Doctores discuten sobre los "cuellos de botella" de la escasez de tratamientos de alta tecnología

1 de septiembre de 2009

La OMS da a conocer un nuevo informe; doctores discuten sobre los "cuellos de botella" de la escasez de tratamientos de alta tecnología

1 de septiembre de 2009 (LPAC).- La Organización Mundial de la Salud (OMS) dió a conocer el 28 de agosto, su noveno Informe Breve sobre el H1N1/09, titulado "Preparándose para la segundo oleada: Lecciones sobre los brotes actuales". El documento de dos páginas revisa la situación en donde predomina ahora la cepa de influenza H1N1/09 en la mayor parte del mundo; el documento repasa las observaciones que han venido realizando en los últimos meses los doctores y epidemiólogos: este virus nuevo se mueve y contagia fácilmente, y en la mayoría de los casos es leve; sin embargo, el patrón es que afecta de preferencia de manera muy severa, a un grupo reducido de jóvenes (15-40 años), y también a todos esos "subgrupos" que están débiles por la pobreza, obesidad o enfermedades.
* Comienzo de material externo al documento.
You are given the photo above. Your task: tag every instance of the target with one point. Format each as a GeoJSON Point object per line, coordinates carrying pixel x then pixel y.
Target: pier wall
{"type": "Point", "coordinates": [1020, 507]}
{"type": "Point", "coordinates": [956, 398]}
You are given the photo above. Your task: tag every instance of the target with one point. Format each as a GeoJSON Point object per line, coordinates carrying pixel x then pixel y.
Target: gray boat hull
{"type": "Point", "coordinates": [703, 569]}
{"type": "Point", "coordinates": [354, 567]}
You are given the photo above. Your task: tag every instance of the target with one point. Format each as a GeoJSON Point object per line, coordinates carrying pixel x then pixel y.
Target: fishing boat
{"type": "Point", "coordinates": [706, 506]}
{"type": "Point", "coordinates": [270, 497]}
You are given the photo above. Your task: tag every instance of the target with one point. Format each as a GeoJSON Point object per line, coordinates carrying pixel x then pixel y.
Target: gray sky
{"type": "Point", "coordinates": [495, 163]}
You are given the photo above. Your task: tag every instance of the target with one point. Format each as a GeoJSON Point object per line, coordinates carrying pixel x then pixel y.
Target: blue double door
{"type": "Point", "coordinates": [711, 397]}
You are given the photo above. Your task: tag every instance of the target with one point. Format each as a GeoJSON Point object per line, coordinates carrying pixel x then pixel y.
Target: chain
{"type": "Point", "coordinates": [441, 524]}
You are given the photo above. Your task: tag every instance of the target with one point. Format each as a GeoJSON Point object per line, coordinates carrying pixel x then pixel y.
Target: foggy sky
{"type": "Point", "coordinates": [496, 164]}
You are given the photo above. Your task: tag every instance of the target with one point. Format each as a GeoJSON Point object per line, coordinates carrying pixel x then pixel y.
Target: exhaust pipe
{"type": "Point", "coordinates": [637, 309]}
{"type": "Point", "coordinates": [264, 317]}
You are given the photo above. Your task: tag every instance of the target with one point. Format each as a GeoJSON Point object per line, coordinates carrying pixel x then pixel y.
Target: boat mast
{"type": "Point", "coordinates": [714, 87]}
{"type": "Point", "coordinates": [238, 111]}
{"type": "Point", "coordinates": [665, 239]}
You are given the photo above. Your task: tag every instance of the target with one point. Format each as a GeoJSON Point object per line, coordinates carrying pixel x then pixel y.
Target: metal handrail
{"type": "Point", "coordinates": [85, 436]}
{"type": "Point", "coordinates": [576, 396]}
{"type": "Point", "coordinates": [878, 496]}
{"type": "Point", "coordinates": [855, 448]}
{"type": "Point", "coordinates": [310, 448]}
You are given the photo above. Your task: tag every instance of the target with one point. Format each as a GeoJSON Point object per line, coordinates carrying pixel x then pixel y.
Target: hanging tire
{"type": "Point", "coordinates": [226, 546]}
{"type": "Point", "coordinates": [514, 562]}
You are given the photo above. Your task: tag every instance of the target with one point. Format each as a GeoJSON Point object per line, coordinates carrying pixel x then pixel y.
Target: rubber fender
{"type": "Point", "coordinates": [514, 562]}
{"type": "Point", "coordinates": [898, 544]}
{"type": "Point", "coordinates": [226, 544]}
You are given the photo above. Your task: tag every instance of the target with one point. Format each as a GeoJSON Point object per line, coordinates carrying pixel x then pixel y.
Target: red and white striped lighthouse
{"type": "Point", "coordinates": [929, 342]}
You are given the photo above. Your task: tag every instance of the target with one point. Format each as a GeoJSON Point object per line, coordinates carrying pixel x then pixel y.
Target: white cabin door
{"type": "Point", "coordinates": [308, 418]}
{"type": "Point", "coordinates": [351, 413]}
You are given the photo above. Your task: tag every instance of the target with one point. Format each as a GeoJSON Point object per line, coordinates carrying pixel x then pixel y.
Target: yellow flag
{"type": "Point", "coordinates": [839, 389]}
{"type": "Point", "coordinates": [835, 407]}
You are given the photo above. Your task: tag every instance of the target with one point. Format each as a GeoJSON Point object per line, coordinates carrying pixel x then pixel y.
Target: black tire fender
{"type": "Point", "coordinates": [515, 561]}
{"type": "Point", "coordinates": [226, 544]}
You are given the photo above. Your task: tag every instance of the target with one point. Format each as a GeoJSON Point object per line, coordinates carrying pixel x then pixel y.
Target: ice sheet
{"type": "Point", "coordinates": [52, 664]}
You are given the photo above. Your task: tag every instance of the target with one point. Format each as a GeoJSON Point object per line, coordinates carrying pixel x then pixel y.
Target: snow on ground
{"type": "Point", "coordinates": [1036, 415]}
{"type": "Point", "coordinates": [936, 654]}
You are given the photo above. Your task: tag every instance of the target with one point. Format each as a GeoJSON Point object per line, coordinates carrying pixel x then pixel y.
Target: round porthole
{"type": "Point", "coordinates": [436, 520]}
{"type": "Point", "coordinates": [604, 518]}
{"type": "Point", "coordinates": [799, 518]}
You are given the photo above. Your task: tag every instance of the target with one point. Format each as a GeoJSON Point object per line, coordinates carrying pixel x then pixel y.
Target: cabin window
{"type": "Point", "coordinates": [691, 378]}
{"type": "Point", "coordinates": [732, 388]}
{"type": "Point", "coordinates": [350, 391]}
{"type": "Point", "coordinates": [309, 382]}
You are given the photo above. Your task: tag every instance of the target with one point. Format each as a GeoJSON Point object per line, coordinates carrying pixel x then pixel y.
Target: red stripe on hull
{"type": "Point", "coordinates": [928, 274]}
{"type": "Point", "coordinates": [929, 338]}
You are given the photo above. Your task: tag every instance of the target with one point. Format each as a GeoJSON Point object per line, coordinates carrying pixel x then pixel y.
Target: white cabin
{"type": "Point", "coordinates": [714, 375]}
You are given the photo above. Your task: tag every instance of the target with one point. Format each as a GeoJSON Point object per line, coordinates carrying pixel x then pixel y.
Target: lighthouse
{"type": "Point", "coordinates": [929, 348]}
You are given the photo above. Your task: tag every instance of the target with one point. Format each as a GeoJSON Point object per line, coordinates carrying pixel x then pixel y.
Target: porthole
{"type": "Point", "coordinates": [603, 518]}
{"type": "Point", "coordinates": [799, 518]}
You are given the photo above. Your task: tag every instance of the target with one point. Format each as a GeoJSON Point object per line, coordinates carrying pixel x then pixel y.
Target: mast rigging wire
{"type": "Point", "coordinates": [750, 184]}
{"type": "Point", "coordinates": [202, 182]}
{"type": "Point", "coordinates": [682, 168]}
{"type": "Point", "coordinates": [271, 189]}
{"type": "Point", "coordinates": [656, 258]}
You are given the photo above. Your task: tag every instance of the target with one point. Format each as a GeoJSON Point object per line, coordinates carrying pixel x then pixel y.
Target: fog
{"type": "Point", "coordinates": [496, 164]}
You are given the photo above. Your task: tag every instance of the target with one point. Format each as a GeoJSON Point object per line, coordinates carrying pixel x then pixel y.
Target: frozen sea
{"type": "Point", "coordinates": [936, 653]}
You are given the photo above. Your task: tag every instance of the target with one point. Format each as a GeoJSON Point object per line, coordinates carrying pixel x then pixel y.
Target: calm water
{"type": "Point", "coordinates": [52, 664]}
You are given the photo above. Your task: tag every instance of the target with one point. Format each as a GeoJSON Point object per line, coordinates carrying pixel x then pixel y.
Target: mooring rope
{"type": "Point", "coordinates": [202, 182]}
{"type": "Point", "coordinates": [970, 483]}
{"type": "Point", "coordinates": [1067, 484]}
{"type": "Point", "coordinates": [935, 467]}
Hay un rasgo que destaca: siempre en los casos severos que han tenido que hospitalizarse, cerca de un 15% de estos pacientes han requerido cuidados intensivos, especialmente asistencia respiratoria, con frecuencia durante semanas. Este es un "cuello de botella" logístico, dado el bajo porcentaje de camas hospitalarias y unidades de cuidados intensivos (UCI) por cada 100,000 habitantes en los países "desarrollados" y su casi nula existencia en otros lugares.
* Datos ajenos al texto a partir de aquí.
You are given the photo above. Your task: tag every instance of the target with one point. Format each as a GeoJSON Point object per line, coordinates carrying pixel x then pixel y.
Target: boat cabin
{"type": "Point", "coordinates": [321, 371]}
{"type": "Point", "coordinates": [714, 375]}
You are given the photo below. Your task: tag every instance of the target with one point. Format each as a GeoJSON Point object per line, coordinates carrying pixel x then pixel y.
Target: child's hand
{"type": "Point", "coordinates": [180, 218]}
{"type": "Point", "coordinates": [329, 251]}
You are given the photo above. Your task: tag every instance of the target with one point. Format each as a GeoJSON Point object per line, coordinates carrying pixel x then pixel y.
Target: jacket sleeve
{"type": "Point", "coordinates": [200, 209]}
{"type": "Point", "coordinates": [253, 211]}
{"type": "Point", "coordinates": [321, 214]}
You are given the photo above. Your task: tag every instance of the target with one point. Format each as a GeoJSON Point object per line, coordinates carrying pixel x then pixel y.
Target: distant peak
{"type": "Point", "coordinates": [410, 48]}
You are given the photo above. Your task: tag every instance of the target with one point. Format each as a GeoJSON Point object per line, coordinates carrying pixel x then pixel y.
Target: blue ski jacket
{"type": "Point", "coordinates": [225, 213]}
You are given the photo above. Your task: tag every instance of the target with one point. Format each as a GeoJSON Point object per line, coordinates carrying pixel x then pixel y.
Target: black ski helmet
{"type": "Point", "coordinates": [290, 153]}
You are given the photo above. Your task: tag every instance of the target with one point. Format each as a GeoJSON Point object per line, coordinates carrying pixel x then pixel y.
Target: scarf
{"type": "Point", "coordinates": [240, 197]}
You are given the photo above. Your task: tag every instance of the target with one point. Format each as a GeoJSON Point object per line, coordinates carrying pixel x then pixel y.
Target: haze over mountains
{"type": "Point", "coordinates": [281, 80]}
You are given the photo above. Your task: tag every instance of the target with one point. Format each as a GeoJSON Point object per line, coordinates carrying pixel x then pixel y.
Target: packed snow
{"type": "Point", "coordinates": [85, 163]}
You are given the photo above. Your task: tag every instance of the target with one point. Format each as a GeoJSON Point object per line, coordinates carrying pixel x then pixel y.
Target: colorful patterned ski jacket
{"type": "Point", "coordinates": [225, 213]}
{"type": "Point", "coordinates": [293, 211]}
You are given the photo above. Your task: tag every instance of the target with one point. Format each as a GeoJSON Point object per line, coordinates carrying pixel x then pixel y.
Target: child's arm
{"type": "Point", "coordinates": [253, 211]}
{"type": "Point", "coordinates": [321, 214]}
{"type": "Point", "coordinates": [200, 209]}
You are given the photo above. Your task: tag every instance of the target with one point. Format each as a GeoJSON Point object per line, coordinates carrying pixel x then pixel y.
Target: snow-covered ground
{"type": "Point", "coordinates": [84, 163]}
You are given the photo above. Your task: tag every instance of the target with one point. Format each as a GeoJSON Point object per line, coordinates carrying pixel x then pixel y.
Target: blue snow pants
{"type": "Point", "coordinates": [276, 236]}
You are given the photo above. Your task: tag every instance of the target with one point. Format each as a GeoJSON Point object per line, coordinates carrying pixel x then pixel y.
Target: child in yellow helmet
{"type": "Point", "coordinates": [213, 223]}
La falta de infraestructura médica en Gran Bretaña quedó al descubierto en julio, cuando tuvo que transportar por vía aérea a una paciente embarazada de 26 años de edad afectada con el H1N1 a Estocolmo, para que recibiera durante un mes apoyo para respirar en el equipo de Oxigenación Extra Membrana Corporal (ECMO por siglas en inglés). La paciente, quien regresó en agosto a una unidad de cuidado intensivo de Escocia, debió haber recibido tratamiento en el centro ECMO británico de Leicester, pero solo tiene cinco unidades ECMO, y todas estaban ocupadas.
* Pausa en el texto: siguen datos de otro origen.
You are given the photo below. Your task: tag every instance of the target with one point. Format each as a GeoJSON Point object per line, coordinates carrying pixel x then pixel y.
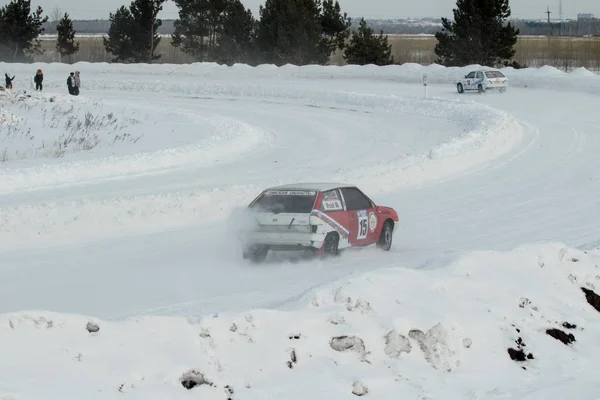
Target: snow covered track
{"type": "Point", "coordinates": [415, 141]}
{"type": "Point", "coordinates": [484, 327]}
{"type": "Point", "coordinates": [117, 204]}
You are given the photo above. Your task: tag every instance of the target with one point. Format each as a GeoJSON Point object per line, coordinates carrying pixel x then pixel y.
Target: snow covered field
{"type": "Point", "coordinates": [118, 208]}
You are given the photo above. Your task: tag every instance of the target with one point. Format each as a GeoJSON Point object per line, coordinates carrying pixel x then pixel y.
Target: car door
{"type": "Point", "coordinates": [362, 218]}
{"type": "Point", "coordinates": [478, 80]}
{"type": "Point", "coordinates": [336, 216]}
{"type": "Point", "coordinates": [469, 80]}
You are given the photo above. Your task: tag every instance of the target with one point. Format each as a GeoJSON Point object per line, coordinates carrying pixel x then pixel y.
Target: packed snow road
{"type": "Point", "coordinates": [465, 172]}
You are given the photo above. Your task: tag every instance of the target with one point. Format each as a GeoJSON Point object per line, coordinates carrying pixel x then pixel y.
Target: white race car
{"type": "Point", "coordinates": [323, 218]}
{"type": "Point", "coordinates": [483, 80]}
Esta semana se reúnen en Canadá, el 2 y 3 de septiembre en Winnipeg, doctores de cuidados críticos y expertos sobre salud, convocados por la Agencia de Salud Pública de Canadá, para idear una forma de hacerle frente a la oleada de otoño del H1N1/09, dada la escasez de equipo y las presiones por necesidades. A principios de este año las Unidades de Cuidados Intensivos (UCI) de Winnipeg, se vieron presionadas a punto de tronar por los casos de influenza, y estuvieron a punto de empezar a enviar pacientes a otros lados, o solicitar equipo, suministros y personal de otras provincias. Por ejemplo, en dos meses, los hospitales de Winnipeg agotaron todo su abasto de sedantes para un año, dado que, como lo dijera un doctor, "por alguna razón —y todavía no sabemos por qué— estos pacientes están increíblemente agitados y requieren de dosis increíblemente altas de sedantes". Uno de los objetivos de la reunión de esta semana, es comparar las experiencias clínicas, con el fin de encontrar formas de evitar o mitigar la inflamación de los pulmones etc.

En Estados Unidos, el centro médico mismo que seleccionaron como modelo los promotores de la "reforma" nazi de Obama a los servicios de salud, apenas si pudo darse abasto con los pacientes de H1N1/09 en su unidad de cuidados intensivos, hace unos cuantos meses. En el Intermountain Medical Center, de Salt Lake City, 60 pacientes en unidades de cuidad intensivo, fueron tratados por influenza severa H1N1; su edad promedio era de 30 años; dos terceras partes de ellos desarrollaron el síndrome de aflicción respiratoria aguda (ARDS por siglas en inglés). "Un día el hospital casi se quedó sin máquinas de diálisis, que se necesitan para hacer el trabajo de la deficiencia de los riñones. Y estuvo a punto de faltaran enfermeras de cuidado intensivo" (reportado en el Canada Press del 31 de agosto)

Sin embargo, el programa de la Casa Blanca de Obama consiste en recortar esa dizque "sobreutilización" de los recursos hospitalarios.